Il existe, à propos du rôle du capitalisme au début de l'ère industrielle, un énorme, un surprenant décalage entre la réalité des faits, maintenant bien établie, et la perception qu'en ont les gens, même dans les milieux qui se prétendent intellectuels. J'avouerai qu'en traitant ce sujet, j'ai un peu l'impression de devoir enfoncer des portes ouvertes. Mais cela demeurera nécessaire, tant que la légende noire qui imprègne tant d'esprits ne se sera pas complètement dissipée.

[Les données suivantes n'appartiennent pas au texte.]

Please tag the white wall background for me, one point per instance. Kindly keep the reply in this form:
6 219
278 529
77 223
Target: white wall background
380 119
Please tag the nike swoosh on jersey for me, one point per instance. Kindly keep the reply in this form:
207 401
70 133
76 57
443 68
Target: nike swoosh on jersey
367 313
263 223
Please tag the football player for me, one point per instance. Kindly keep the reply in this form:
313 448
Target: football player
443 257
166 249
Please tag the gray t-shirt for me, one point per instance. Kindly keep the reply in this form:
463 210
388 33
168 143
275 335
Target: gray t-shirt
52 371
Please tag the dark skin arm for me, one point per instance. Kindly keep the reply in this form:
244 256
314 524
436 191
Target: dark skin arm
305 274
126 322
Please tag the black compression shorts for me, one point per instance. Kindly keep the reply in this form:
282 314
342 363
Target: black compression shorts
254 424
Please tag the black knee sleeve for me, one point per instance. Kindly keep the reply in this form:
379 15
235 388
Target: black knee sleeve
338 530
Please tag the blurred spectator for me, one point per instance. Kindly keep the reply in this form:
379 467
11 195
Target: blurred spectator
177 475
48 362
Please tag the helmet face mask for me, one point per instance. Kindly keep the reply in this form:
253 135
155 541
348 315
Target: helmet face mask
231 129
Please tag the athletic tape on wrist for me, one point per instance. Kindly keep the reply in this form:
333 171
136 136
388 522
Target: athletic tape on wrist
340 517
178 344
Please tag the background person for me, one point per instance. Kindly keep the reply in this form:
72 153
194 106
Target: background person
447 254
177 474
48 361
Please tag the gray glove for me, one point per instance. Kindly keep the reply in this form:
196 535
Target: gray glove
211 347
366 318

Cette légende, encore extraordinairement vivace, repose essentiellement sur trois thèmes : tout d'abord, l'exploitation et la misère; ensuite, les crises économiques, qui seraient dues à l'instabilité naturelle du capitalisme; enfin, la monopolisation croissante de l'activité 'économique par les capitalistes. Il est essentiel, au préalable, de bien définir le capitalisme. Car c'est souvent une mauvaise compréhension de' sa véritable nature qui permet tous les malentendus. Le capitalisme, C'est beaucoup moins le pouvoir des capitalistes qu'un régime de laissez-faire, c'est-à-dire un état dans lequel la violence est proscrite dans les rapports sociaux. Or, le premier aspect de la légende est précisément que l'exploitation et la paupérisation sont inévitables dans un régime de laissez-faire. Pourquoi? Parce que l'échange libre permis par le laissez-faire serait par nature un échange inégal : idée que l'on retrouve dans le thème du « renard libre dans le poulailler libre » ou encore dans l'expression si souvent utilisée de « concurrence sauvage ». Cette notion d'échange inégal est centrale dans la théorie marxiste et il faut bien voir qu'elle porte en germe la condamnation radicale de toute liberté contractuelle.

Ainsi donc, par les mécanismes de l'échange inégal, ou de l'exploitation pour parler en termes marxistes, le capitalisme aurait engendré un appauvrissement généralisé et massif des populations ouvrières au début de la révolution industrielle. Divers éléments sont présentés à l'appui de cette thèse. On utilise, par exemple, les descriptions du sort pénible des ouvriers dans les usines, et en particulier des enfants, contenues dans des enquêtes contemporaines des débuts de l'ère industrielle. Et l'on attribue cet état de choses à la mise en concurrence des salariés entre eux, liée à l'avènement du machinisme : selon la théorie marxiste, en effet, l'accumulation du capital déplace, évince progressivement les ouvriers et favorise ainsi la baisse des salaires. Certaines pratiques sont considérées comme des preuves de l'exploitation, comme celle consistant à payer les ouvriers en nature au lieu de les payer en argent. Les accusations sont à cet égard parfois contradictoires : on dénonce l'exploitation dans la pratique consistant pour l'ouvrier à faire l'avance de son salaire en attendant que le produit soit vendu; mais on dénonce également l'endettement des ouvriers vis-à-vis de leurs patrons, qui les aurait maintenus dans une situation de dépendance et les aurait empêchés de négocier leurs salaires dans une position de force. La longueur des horaires de travail est, de même, attribuée a l'action néfaste du capitalisme, sans que l'on se demande dans quelle mesure l'allongement de la durée du travail était accepté par les intéressés eux-mêmes. La concurrence capitaliste est accusée d'avoir entraîné une déqualification des ouvriers. Enfin, on. ne manque pas de souligner la précarité des conditions de logement dans les zones où la révolution industrielle a entraîné de grands déplacements de population : abondance des taudis, absence d'élimination des déchets, logements mal aérés... Cette situation, dont l'enquête de Villermé fournit la description la plus. saisissante, est attribuée à l'inégalité du rapport de forces entre des propriétaires rapaces et des locataires démunis de liberté de choix, à cause de leur état de dépendance économique.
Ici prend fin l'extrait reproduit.